So if I understand correctly, with the use I intended for those transforms (Gibbs sampling with JAX), in order to use s2fft (in its current status!), I would need to project/deproject between Healpix pixelisation and another sampling scheme such as MW ? Or perform everything within another pixelisation scheme to be more efficient and avoid potential projection errors?

CosmoMatt commented 7 months ago

@Magwos so this is going to depend on a few things specific to your particular problem. So I don't steer you wrong could you provide a few details:

Depending on these answers S2FFT may (or may not) be the better suited package.

CosmoMatt commented 7 months ago

@mreineck very interesting, the ducc backend seems super optimised! With the current setup our mw and mwss sampled algorithms have to be upsampled to twice the number of theta samples which slows them down on a forward pass by a factor of 2. So switching to GL sampling, supported in v1.0.2 released earlier today, will presumably be comparable to ducc.

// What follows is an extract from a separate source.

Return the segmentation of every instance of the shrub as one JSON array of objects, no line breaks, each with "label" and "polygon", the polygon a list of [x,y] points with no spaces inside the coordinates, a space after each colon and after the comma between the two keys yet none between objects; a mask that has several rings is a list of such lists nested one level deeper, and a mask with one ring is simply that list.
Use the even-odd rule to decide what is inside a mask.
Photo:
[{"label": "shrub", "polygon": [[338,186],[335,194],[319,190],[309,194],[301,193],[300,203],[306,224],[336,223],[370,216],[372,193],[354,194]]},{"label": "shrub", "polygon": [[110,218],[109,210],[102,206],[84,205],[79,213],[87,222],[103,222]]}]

Out of interest, what is the asymptotic complexity you could expect with ducc given an infinite number of threads? For example the analogue for S2FFT is O(L) scaling with access to sufficiently many GPU devices. Also does ducc recover linear scaling with the number of threads? It looks like a little less than that from the results you linked.

mreineck commented 7 months ago

With the current setup our mw and mwss sampled algorithms have to be upsampled to twice the number of theta samples which slows them down on a forward pass by a factor of 2.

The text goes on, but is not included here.